EnQuest PLC on Thursday said it was ‘disappointed’ to be fined £16.5 million by the North Sea Transition Authority for non-compliance.

As a result, the oil and gas company, which operates in the UK and Malaysia, ‘is considering all options with regard to formally appealing the sanction and the fine.’

The UK regulator is penalising Enquest over the timing of plugging and abandonment of 33 wells in its North Sea portfolio.

EnQuest stressed that the wells in question were ‘relatively young and inactive’, having stopped production in 2020, making them lower risk than other assets in EnQuest’s portfolio, whereas most of its 84 decommissioned wells are around 40 years old.

Enquest argued that it prioritises decommissioning based on ‘asset integrity’, hence the disparity between its timeline and what the company described as ‘the date-driven and more mechanistic approach taken by the NSTA’s sanctions team’.

‘EnQuest has presented to NSTA a clear and credible plan for the decommissioning of the sanction wells, and to deliver this, the group signed a multi-year rig contract with Well-Safe Solutions in 2025,’ EnQuest noted on Thursday.

‘The NSTA has, however, decided not to take EnQuest up on its offers to discuss the sanction and our associated representations, and has instead moved directly to its decision.’

EnQuest Chief Executive Amjad Bseisu added that the regulator’s decision ‘is not aligned with EnQuest’s proven track record’.

The penalty follows a mixed earnings report for EnQuest, which reported last month that its pretax profit had nearly trebled on-year to $166.6 million in 2025. Attributable profit, however, shrank to $1.6 million from $93.8 million.

According to EnQuest, this figure reflects the UK government’s two-year extension of an energy profit levy, without which EnQuest estimated profit after tax would have been $125.5 million, with the levy costing the company $104.1 million in the second half of 2025.

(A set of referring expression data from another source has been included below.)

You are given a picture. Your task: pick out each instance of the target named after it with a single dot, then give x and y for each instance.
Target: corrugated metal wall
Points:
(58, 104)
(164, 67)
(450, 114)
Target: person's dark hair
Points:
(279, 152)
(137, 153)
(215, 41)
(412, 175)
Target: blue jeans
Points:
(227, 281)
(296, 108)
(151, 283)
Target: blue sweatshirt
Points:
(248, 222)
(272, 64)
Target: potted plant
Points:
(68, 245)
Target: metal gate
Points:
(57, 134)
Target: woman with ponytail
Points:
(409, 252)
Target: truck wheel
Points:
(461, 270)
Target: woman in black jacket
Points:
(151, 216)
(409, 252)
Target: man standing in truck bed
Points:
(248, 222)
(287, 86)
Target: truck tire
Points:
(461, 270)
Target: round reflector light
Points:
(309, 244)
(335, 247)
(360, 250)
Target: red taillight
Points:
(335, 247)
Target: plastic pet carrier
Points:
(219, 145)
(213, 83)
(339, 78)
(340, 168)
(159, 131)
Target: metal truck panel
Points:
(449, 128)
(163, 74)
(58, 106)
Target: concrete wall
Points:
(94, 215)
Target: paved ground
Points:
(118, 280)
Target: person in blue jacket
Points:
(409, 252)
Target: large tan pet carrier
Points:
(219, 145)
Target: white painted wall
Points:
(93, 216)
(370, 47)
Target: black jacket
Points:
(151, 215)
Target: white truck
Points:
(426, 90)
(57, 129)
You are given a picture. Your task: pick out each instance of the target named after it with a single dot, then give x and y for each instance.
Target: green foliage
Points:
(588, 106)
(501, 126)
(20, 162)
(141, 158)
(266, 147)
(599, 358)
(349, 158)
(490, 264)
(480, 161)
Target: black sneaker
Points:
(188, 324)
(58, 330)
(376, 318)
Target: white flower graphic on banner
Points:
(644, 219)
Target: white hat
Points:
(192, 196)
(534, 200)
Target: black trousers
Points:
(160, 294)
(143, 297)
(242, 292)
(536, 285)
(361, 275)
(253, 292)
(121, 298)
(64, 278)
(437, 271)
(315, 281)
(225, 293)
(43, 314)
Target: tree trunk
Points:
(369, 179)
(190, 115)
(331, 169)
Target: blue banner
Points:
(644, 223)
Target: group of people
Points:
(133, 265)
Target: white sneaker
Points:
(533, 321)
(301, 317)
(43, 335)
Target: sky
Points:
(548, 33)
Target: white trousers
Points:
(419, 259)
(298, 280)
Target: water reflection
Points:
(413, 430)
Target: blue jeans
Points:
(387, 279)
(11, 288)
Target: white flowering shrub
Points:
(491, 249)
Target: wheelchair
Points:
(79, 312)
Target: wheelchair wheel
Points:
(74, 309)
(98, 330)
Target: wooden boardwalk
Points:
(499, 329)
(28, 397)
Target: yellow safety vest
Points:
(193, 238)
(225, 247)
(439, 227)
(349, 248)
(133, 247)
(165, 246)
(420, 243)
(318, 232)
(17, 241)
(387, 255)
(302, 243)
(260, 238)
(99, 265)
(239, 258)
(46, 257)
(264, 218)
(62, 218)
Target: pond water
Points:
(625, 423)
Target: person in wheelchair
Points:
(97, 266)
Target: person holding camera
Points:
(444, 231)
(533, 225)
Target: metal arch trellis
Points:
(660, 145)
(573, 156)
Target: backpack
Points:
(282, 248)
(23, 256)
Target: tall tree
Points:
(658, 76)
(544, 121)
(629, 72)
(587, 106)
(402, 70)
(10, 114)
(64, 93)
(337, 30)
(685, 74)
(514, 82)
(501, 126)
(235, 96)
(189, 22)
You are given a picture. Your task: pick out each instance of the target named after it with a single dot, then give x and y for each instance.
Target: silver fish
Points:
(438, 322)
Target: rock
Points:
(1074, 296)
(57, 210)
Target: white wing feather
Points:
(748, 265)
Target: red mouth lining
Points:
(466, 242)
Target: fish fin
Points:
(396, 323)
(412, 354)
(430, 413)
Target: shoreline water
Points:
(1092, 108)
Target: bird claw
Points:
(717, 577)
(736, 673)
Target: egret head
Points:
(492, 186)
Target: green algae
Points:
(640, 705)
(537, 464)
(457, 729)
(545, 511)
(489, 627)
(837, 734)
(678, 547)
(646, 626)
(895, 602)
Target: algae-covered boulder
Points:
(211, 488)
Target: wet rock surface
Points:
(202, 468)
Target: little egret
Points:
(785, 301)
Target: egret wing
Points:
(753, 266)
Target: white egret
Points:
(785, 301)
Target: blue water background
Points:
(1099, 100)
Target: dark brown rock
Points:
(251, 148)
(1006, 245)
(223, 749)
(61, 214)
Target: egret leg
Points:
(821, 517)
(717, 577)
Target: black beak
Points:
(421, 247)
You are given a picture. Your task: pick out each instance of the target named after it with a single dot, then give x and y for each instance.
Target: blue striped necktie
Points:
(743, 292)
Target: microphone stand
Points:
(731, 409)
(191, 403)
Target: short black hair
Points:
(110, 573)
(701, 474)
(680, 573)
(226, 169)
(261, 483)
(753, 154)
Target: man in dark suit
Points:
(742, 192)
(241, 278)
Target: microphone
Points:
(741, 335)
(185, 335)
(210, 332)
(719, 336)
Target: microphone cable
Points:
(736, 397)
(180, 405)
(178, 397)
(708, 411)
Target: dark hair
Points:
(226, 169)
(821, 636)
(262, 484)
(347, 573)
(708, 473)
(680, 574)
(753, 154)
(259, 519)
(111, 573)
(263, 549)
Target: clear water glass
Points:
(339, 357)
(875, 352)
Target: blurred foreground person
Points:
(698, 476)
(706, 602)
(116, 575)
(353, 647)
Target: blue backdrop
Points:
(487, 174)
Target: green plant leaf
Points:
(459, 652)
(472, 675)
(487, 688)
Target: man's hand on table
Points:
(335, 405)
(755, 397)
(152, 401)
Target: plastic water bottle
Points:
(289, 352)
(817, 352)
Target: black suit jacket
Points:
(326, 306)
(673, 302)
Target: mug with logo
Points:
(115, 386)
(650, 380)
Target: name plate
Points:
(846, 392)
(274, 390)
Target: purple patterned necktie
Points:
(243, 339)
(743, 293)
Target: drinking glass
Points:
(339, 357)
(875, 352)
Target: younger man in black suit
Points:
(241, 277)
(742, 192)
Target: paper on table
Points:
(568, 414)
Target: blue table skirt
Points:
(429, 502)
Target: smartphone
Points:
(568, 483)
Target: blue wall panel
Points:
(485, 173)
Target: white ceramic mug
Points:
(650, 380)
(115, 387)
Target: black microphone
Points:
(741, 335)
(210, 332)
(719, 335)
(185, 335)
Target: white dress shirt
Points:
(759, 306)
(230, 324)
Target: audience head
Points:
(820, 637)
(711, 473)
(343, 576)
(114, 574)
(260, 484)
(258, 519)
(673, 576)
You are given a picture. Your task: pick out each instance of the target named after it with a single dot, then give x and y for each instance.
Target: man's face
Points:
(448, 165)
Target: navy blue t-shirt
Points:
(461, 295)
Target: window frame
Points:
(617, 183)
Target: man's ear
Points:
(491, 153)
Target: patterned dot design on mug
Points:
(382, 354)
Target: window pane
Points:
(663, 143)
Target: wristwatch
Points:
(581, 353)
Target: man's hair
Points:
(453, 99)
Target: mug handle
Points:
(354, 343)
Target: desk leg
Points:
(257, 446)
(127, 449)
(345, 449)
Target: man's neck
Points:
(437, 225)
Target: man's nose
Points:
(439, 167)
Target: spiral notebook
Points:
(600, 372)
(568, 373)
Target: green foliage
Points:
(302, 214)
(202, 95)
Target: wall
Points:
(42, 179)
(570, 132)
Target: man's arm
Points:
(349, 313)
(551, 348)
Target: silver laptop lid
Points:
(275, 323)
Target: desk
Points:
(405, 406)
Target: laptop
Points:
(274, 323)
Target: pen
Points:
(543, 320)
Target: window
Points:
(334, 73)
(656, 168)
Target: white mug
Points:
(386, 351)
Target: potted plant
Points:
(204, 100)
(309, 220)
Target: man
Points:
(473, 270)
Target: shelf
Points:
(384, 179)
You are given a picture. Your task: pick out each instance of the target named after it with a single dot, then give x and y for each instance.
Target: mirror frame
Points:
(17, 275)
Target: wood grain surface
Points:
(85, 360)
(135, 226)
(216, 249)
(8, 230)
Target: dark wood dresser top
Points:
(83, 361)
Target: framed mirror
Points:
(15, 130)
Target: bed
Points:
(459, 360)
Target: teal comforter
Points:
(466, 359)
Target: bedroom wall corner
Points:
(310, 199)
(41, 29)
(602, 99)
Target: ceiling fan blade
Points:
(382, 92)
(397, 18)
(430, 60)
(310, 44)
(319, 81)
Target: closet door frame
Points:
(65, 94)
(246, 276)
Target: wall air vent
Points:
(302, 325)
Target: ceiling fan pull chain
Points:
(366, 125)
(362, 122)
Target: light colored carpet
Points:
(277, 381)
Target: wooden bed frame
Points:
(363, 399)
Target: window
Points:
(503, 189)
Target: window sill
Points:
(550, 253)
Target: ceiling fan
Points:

Revenue fell 5.3% to $1.12 billion from $1.18 billion in 2024, which the company attributed to lower oil prices during 2025.

Looking ahead, the company plans to push for the introduction of a proposed new oil and gas price mechanism ‘as a permanent, fit-for-purpose windfall tax successor’ to the levy, ahead of the levy’s current sunset date in March 2030.

EnQuest shares rose 2.1% to 19.40 pence on Thursday morning in London, having risen 65% over the past year.

Back in May 2025, EnQuest ended efforts to bid for fellow London listing Serica Energy PLC, after failing to agree terms.